つまり、先ほど脳卒中後急性期〜3ヶ月の間においては皮質脊髄路の発火を促すリハビリテーションをデザインした方が良いと述べましたが、実際に方法論に落とし込むと上記で挙げている『CI療法』や『課題指向型訓練』が有効になってくるというわけです。
ただし、注意点があります。
それは、脳卒中発症後急性期もしくは重度の麻痺がある患者様に対して『CI療法』はそこまで効果が高くないというエビデンスがあることです。
確かにCI療法のような麻痺側の強制使用を行う訓練は皮質脊髄路の発火を促しやすい一方で、課題の難易度が高すぎ麻痺側に対する嫌悪感が増してしまう(学習性無力感)というケースもあります。
そのため、CI療法を実施する際には発症からの時期、そして対象者の運動機能の程度を鑑みながら実施を検討すると良いかもしれません。
③ 感覚フィードバック
感覚フィードバックを実際の臨床に落とし込むならば、例えば『電気刺激療法』や『徒手療法』といった介入がこれに当てはまるかと思います。
実は、触覚をはじめとする感覚フィードバックを繰り返し行うことによって、麻痺側の運動機能が向上するという研究がいくつかあり、そのメカニズムとしては、運動指令の出発点である『一次運動野』と感覚の中枢部である『体性感覚野』が機能的に連結しているという事実がその背景として考えれれています。
また、もう一つ感覚フィードバックが運動機能の向上に寄与する理由としては、一次運動野そのものにも感覚情報が入力されるからです。

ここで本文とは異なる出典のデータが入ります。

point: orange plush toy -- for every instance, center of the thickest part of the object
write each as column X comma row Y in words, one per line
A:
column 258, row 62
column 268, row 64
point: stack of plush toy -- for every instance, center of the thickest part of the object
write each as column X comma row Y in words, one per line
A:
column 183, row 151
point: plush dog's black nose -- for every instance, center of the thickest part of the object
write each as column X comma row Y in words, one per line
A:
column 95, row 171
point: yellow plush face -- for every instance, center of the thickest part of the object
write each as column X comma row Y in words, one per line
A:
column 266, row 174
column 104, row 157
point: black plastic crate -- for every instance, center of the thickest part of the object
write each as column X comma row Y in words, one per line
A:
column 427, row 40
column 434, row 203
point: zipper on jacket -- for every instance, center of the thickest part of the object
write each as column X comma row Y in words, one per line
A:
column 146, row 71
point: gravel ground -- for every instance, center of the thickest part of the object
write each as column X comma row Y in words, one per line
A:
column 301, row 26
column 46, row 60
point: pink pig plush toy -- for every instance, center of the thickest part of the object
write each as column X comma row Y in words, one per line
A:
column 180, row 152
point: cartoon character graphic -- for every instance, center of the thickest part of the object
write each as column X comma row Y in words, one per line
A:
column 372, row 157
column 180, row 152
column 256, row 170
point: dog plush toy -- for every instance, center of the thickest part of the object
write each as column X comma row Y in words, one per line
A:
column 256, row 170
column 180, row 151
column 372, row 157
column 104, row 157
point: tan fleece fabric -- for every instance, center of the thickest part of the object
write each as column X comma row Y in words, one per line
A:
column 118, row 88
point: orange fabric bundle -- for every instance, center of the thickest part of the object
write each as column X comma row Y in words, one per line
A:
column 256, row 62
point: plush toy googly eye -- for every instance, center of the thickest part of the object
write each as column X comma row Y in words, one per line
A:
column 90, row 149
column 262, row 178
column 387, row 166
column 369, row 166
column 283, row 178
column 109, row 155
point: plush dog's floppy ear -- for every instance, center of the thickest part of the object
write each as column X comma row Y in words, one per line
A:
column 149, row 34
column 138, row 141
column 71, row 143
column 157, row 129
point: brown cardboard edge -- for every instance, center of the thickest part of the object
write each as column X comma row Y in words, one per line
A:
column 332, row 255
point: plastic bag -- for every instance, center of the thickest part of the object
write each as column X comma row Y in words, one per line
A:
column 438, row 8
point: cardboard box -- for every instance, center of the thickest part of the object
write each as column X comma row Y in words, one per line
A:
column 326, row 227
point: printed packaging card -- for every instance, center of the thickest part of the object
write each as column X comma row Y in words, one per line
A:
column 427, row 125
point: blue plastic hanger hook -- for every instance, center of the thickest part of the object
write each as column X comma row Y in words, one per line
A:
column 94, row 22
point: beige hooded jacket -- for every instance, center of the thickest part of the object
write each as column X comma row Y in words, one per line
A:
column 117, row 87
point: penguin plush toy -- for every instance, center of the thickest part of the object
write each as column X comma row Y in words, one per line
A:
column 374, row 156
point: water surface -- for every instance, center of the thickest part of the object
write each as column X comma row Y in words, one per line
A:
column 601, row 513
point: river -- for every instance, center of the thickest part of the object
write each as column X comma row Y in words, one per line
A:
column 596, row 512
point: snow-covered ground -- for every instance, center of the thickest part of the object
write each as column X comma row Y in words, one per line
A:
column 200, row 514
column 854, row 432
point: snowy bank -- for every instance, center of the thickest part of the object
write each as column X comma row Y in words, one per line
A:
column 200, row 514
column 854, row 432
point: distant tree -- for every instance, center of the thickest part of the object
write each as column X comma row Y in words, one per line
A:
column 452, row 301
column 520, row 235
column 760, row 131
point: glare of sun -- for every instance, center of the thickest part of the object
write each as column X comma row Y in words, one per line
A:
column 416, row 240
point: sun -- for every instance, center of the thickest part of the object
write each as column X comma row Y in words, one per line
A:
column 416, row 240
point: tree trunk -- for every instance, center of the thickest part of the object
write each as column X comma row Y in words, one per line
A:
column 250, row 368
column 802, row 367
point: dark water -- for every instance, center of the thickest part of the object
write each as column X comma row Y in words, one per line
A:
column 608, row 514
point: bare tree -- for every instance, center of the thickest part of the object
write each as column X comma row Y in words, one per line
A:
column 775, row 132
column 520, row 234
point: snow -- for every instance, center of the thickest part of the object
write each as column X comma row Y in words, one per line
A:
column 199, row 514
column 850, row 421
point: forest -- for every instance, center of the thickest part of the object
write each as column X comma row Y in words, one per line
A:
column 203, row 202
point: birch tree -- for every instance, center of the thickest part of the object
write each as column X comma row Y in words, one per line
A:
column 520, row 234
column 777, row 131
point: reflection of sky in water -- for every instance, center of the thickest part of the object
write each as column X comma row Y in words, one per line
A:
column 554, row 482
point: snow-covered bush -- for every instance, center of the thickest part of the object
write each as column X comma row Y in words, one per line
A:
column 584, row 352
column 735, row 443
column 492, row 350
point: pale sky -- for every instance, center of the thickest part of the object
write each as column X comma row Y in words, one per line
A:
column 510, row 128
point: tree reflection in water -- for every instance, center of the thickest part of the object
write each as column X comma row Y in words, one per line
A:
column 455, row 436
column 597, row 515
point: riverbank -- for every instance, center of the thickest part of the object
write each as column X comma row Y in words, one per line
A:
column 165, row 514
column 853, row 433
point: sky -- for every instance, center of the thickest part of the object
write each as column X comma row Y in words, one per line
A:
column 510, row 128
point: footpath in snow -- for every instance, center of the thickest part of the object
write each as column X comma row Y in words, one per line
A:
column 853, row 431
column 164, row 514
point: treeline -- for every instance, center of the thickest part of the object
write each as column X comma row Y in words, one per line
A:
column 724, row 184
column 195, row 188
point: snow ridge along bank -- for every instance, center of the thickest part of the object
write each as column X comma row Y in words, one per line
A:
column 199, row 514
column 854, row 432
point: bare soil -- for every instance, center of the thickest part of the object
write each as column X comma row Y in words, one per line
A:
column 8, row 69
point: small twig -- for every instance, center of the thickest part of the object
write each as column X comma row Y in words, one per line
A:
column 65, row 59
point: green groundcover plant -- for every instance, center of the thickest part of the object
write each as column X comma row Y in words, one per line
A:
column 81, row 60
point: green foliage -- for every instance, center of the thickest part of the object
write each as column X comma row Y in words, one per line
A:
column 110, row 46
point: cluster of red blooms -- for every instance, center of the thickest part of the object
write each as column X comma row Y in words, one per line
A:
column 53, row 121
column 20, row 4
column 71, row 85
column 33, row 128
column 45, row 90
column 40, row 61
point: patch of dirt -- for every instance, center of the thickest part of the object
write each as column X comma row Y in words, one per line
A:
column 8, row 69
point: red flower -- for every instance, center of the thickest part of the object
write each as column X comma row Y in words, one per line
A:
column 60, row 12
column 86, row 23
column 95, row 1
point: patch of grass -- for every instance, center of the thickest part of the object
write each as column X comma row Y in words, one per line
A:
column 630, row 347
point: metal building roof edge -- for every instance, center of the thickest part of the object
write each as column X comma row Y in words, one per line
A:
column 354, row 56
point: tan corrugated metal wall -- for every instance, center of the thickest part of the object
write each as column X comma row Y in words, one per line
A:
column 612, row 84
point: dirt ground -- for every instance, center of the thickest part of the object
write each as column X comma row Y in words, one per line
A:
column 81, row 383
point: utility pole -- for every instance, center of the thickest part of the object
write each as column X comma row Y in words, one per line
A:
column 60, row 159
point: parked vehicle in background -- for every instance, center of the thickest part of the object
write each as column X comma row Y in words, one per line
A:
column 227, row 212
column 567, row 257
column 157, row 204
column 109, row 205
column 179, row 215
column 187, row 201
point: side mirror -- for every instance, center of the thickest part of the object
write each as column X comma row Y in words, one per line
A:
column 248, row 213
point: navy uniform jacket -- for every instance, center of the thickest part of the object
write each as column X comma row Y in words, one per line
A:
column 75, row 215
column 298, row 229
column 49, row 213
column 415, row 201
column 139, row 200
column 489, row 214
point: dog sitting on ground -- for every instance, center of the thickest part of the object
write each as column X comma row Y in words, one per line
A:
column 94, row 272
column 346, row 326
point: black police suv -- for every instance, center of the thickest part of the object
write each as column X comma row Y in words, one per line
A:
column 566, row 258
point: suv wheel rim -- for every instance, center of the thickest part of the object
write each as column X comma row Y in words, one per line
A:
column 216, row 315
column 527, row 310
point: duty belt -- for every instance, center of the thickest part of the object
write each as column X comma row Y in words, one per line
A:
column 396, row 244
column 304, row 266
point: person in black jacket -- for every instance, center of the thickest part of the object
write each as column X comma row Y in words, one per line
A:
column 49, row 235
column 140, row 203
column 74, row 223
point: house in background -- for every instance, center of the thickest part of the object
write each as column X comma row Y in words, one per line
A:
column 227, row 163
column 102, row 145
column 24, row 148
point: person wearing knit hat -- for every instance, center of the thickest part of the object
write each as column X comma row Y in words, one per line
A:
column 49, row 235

具体的には、一次運動野はブロードマンのエリアでいうと4野になりますが、実はこれは『4a野』と『4p野』というふうに2つに分けられます。
そして、4a野と4p野にはそれぞれ感覚情報が到達する事がわかっていて、4a野には『筋・関節の固有感覚』が、4p野には『皮膚感覚』が豊富に入力されるのです。

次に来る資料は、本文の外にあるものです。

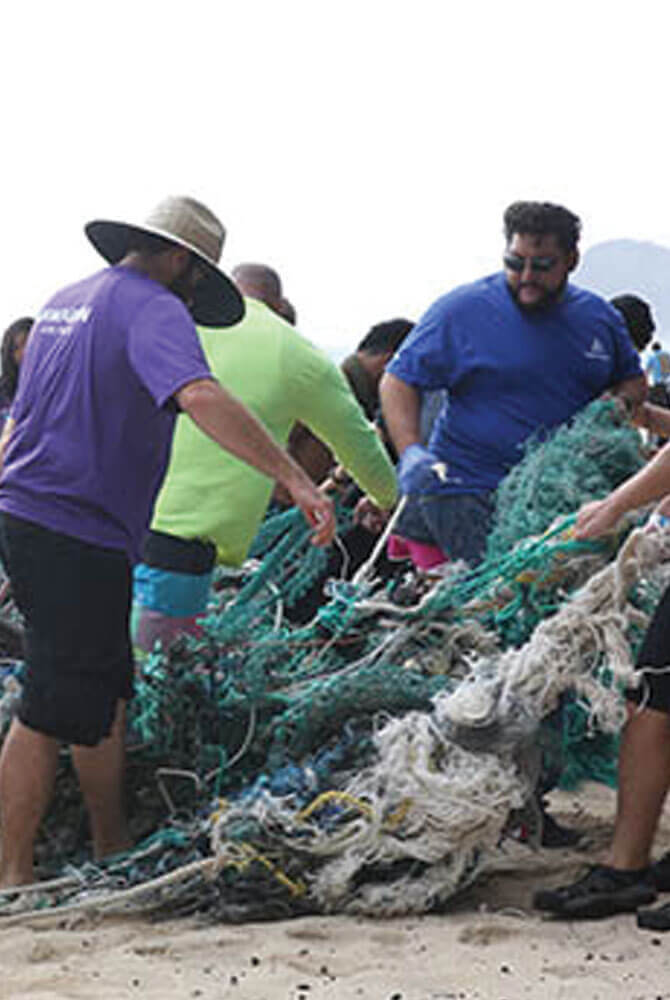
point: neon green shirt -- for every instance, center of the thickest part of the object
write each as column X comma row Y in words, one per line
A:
column 281, row 377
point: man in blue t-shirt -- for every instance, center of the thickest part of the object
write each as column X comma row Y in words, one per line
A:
column 518, row 353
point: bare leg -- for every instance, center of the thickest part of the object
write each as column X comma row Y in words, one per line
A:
column 644, row 778
column 100, row 770
column 28, row 765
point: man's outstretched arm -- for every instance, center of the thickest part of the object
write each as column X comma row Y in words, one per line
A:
column 224, row 418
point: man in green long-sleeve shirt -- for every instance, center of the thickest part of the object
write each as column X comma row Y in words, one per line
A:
column 211, row 505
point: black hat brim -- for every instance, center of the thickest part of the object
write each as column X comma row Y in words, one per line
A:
column 216, row 300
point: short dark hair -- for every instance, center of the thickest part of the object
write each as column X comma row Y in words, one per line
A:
column 541, row 218
column 637, row 316
column 385, row 337
column 9, row 369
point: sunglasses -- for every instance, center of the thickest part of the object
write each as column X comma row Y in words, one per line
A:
column 515, row 262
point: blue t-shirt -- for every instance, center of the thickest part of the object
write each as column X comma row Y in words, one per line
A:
column 509, row 373
column 94, row 408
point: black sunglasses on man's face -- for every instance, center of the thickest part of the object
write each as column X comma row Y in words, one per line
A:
column 515, row 262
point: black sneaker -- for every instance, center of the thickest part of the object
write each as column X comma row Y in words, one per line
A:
column 657, row 919
column 601, row 892
column 660, row 873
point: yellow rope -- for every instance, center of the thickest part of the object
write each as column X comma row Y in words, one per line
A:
column 335, row 796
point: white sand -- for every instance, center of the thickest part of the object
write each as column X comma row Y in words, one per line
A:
column 491, row 946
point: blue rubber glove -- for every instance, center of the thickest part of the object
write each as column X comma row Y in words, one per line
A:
column 420, row 472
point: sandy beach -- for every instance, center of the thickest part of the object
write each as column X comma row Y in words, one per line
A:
column 490, row 945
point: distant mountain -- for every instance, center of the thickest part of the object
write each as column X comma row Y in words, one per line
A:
column 631, row 266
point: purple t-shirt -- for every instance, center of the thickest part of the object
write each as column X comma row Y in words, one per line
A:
column 94, row 408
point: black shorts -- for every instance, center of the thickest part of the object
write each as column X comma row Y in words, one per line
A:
column 75, row 601
column 654, row 689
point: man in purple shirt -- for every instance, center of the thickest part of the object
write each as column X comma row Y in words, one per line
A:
column 111, row 361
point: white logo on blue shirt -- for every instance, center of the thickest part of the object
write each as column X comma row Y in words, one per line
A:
column 597, row 351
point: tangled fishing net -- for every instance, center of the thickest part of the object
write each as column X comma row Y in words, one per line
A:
column 372, row 760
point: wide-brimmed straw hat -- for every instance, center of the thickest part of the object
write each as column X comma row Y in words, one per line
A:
column 190, row 224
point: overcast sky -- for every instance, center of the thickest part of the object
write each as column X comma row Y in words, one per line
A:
column 365, row 149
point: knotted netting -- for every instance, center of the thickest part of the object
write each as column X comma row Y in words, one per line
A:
column 370, row 760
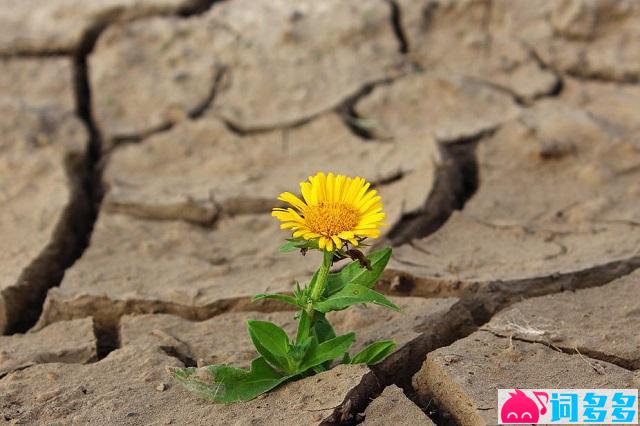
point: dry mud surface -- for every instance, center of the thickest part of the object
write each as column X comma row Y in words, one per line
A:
column 143, row 144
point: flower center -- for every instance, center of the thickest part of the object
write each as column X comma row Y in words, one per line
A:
column 331, row 218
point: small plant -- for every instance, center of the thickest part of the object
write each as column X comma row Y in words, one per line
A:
column 335, row 215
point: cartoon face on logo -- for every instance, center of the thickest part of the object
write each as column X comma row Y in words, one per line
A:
column 519, row 408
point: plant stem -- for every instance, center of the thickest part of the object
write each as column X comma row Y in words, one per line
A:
column 323, row 273
column 307, row 316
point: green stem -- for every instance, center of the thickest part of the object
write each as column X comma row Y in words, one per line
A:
column 307, row 316
column 323, row 273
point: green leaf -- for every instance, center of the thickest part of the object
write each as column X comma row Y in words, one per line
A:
column 327, row 351
column 323, row 328
column 280, row 297
column 353, row 294
column 354, row 273
column 271, row 342
column 224, row 384
column 374, row 353
column 298, row 351
column 304, row 324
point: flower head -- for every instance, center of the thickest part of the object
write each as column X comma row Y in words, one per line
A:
column 334, row 209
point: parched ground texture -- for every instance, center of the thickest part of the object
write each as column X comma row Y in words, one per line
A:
column 143, row 143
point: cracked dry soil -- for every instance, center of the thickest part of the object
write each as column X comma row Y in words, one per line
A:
column 144, row 142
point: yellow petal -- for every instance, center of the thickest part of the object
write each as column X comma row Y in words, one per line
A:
column 321, row 243
column 293, row 200
column 337, row 242
column 329, row 244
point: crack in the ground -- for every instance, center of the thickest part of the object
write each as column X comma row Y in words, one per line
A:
column 455, row 183
column 581, row 352
column 398, row 29
column 72, row 234
column 69, row 239
column 581, row 73
column 346, row 110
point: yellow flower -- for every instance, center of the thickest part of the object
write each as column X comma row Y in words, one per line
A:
column 335, row 209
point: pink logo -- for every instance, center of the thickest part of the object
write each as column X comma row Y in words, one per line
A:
column 519, row 408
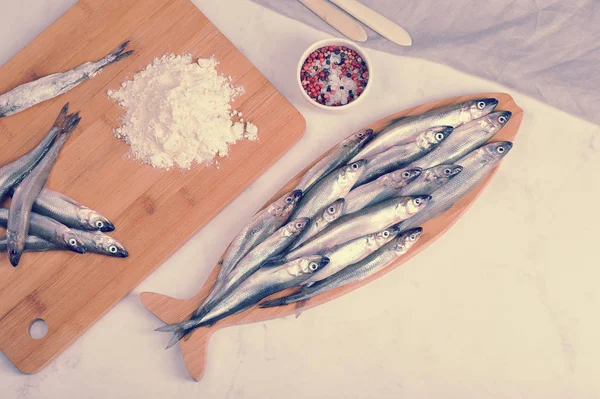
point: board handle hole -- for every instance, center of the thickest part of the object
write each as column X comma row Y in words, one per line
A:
column 38, row 329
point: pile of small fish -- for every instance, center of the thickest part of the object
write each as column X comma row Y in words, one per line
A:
column 40, row 219
column 356, row 211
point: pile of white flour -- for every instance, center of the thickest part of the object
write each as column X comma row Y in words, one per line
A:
column 178, row 113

このように、本来運動実行の中枢と考えられていた一次運動野にも感覚情報が入力されることから、感覚フィードバックによっても運動機能回復が図れるということが近年明らかになってきています。
脳卒中後リハビリテーションに有効なたった一つの治療法はない
脳卒中後のリハビリテーションで大切なこと。
それは、発症からの時期や病態を把握し「どの機能の回復を果たしたいのか?」という明確な問いに対して、適切な治療方法を意思決定することです。

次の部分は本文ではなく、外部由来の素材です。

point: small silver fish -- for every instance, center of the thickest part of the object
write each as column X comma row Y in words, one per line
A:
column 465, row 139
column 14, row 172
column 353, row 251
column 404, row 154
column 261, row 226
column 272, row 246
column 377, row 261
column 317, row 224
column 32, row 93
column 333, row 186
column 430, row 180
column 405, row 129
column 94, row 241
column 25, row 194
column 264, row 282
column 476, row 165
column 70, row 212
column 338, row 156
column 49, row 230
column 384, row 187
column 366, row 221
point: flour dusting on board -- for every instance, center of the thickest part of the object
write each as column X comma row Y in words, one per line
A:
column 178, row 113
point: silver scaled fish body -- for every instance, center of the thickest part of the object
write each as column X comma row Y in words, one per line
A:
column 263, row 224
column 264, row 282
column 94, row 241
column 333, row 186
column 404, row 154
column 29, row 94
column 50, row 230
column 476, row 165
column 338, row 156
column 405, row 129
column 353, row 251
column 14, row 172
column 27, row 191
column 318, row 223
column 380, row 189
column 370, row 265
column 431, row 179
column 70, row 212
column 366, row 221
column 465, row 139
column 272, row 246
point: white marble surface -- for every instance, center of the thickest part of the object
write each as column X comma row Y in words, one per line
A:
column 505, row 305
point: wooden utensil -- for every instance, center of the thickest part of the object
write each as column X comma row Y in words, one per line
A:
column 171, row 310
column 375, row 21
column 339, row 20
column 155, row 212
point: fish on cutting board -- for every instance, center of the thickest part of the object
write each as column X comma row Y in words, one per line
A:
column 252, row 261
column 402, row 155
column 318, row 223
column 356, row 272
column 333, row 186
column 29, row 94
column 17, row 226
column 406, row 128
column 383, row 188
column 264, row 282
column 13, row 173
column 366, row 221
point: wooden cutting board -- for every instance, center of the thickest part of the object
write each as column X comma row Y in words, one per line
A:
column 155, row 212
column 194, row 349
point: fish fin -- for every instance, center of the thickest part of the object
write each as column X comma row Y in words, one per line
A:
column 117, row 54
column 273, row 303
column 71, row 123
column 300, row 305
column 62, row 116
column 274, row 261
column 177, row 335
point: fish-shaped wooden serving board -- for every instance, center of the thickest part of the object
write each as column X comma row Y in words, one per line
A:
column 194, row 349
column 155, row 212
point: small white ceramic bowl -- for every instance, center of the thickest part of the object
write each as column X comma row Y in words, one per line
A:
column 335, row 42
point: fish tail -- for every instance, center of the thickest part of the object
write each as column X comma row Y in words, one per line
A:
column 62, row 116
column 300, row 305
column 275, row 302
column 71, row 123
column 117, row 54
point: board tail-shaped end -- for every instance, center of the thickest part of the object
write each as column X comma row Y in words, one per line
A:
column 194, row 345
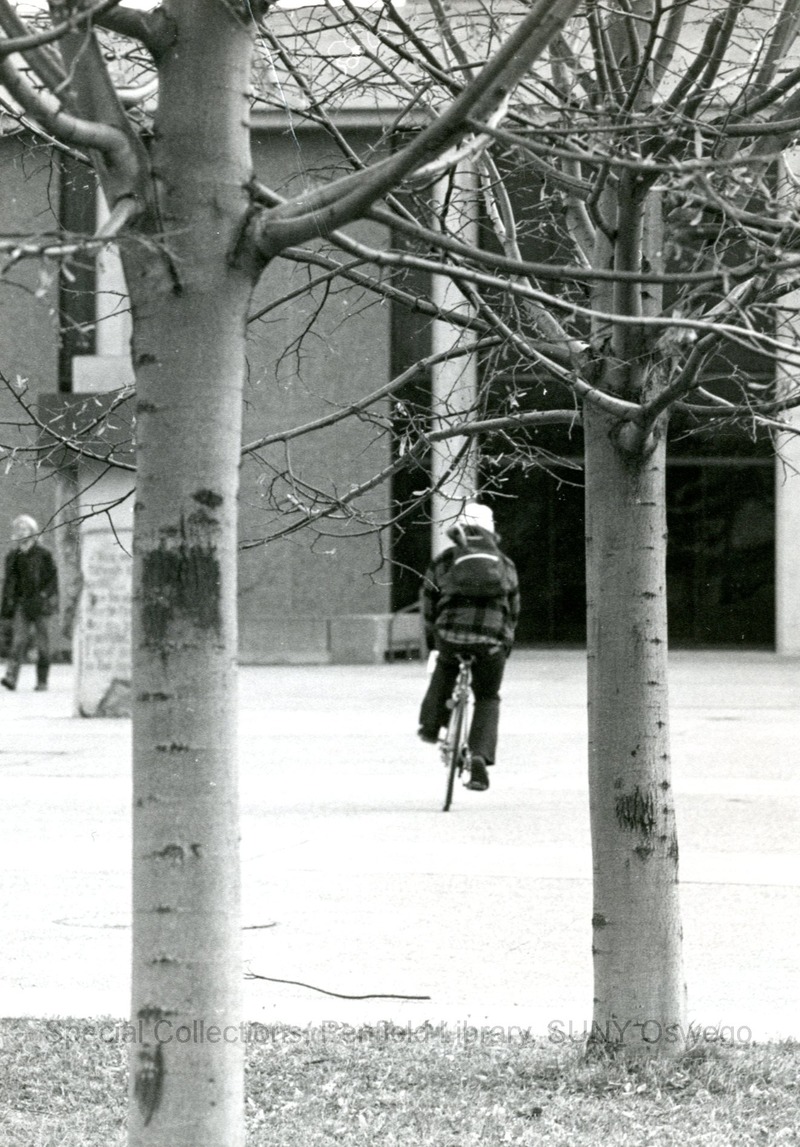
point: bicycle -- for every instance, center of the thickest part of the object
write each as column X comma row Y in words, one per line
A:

ゆえに、どの病態にも有効なたった一つの治療法などは存在せず、感覚フィードバックが乏しいのであれば電気刺激や徒手療法を、運動のイメージはできるが麻痺側の随意性そのものが乏しい場合は、課題指向型訓練をメインに据え置き皮質脊髄路の発火を促すような手続きを踏む。
こういった、病態に基づくリハビリテーションの選択が非常に重要になってくると私たちは考えています。